O convidado desta edição é o pesquisador Marcelo Kischinhevsky, membro do Conselho Geral da Rede de Rádios Universitárias do Brasil (Rubra), professor da Escola de Comunicação (ECO) e diretor do Núcleo de Rádio e TV da Universidade Federal do Rio de Janeiro (UFRJ). Kischinhevsky dá aulas nos cursos de Jornalismo, Rádio e TV, e no programa de pós-graduação da UFRJ. Ele lidera o Grupo de Pesquisa Mediações e Interações Radiofônicas. 

Kischinhevsky afirmou que a expansão da RNCP marca “a retomada de um projeto de comunicação pública que remonta à criação da Empresa Brasil de Comunicação, a EBC, em 2008, e que ficou estacionado durante esses anos de muitos retrocessos”. Para o professor, o Brasil precisa fortalecer as emissoras que praticam comunicação pública no País. Uma questão fundamental a ser enfrentada é a do financiamento. 

“A comunicação pública sofre com a falta de financiamento de forma histórica no Brasil”, afirmou o professor da UFRJ. Diferentemente do caso brasileiro, vários países democráticos garantem recursos para manter sistemas de emissoras públicas. Países europeus, os Estados Unidos e várias nações industrializadas e desenvolvidas “têm políticas muito sólidas de comunicação pública e, no Brasil, a gente não tem essa tradição”, completou. 

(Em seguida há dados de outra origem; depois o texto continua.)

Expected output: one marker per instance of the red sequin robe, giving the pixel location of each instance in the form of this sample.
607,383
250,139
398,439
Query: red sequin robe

Durante a entrevista, o professor da UFRJ comentou os momentos difíceis que a comunicação pública atravessou nos últimos anos quando foi confundida com a comunicação estatal. Para Kischinhevsky, a Constituição Federal de 1988 deixou um problema porque não fez distinção entre os sistemas público e estatal para o serviço de radiodifusão no Brasil. 

O artigo 223 da Constituição Federal instituiu o princípio da complementaridade dos sistemas privado, público e estatal para a radiodifusão sonora e de sons e imagens. No entanto, a regulamentação do texto nunca foi feita. 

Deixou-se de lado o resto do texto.